“The Most Important Thing” by Howard Marks

This book has been on my “to read” list for a while now. I have been receiving Howard Marks' investment newsletters for the past few years and have found his comments about the markets both interesting and insightful. Every time his newsletter pops up in my inbox, I stop what I’m doing and read it.

For those who don’t know, Howard Marks is the co-founder of Oaktree Capital Management, a large and successful institutional investor and a proponent of value investing. His book, “The Most Important Thing,” is a collection of wisdom from Howard’s investment newsletters written over the past 20 years. It can be thought of as a practitioner’s guide to value investing in the context of listed securities markets.

Listed securities markets feature a finite opportunity set (such as 4,000 stocks or 60 bonds). The prices of these assets fluctuate every day depending on investor sentiment. Furthermore, these fluctuations follow cycles and swing between one extreme and the other, like a pendulum.

“What a wise man does at the beginning, a fool does at the end.”

Due to the fact that humans are irrational and emotional, Howard believes that the proverbial pendulum rarely rests idle (and the asset trades at “fair value”). It is either too far to the right or too far to the left, and always gaining momentum in one direction. Having the stomach to sell at the height of euphoria and buy at the peak of panic takes a lot of courage, conviction, and wisdom.

The best investors are those who have a good understanding of the value of an asset and have a good feel for the relationship between the current price and value. That really holds the key to investment success. It requires second-level thinking (thinking beyond the consensus), learning things others don’t, or being better at analyzing them - or ideally, all three.

“If we avoid the losers, the winners will take care of themselves.”

Oaktree’s investment philosophy has been built on a curious mantra of defensive investing: prioritizing the avoidance of pitfalls rather than hunting for shiny investment opportunities. Howard thinks it is a lot more beneficial to be consistent in delivering average (or slightly above average) performance when things are “good,” but really “outperforming” by not losing money during infrequent (but guaranteed) market crashes.

“Being too far ahead of your time is indistinguishable from being wrong.”

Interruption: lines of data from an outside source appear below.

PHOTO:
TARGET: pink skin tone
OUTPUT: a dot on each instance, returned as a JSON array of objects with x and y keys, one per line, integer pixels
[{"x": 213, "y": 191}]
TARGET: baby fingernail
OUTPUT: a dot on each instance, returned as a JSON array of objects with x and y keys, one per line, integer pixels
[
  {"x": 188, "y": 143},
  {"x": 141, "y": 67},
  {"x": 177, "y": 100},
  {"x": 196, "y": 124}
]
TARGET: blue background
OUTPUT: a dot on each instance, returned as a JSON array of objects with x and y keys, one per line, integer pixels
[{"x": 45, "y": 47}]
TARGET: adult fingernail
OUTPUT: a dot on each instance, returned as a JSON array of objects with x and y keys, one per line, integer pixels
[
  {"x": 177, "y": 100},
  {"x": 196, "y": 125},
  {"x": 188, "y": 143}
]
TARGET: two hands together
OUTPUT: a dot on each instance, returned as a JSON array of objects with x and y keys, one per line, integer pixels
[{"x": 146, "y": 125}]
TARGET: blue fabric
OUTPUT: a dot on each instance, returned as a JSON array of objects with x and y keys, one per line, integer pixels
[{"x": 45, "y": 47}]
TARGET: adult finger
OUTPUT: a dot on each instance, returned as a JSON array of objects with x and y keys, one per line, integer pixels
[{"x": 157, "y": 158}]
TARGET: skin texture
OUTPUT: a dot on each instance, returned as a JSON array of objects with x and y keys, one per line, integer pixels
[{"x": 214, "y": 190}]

Buying based on strong value, low price relative to value, and depressed general psychology is likely to provide the best results. Even then, however, things can go against us for a long time before turning as we think they should. Underpriced does not mean going up soon.

“Never forget the six-foot-tall man who drowned crossing a river that was five feet deep on average.”

Therefore, understanding and managing risk must lie at the core of defensive investing. Three chapters are dedicated to this subject. Howard is a cautious investor and thinks that risk defense in a portfolio is a “hidden asset” that you only appreciate in difficult markets when the tide “comes out.” It is important to have a comfortable “margin for error” in the portfolio that acts as a cushion when things go against you unexpectedly.

The future cannot be known, so any serious effort to predict it is wasted time. Very few people who accurately predict a future event can do so repeatedly over a long period of time. This is because, while we can model the future based on the past, we cannot reliably account for improbable events that happen (reliably) every now and then. A probabilistic approach to thinking about future outcomes is wiser. Therefore, a good investment decision, when thought of in this manner, is a good investment decision regardless of the outcome. Time is therefore better spent on the micro and areas that are more “knowable”: studying industries, companies, and securities.

I read the book over a few days and would recommend it to anyone on the journey to becoming a better investor.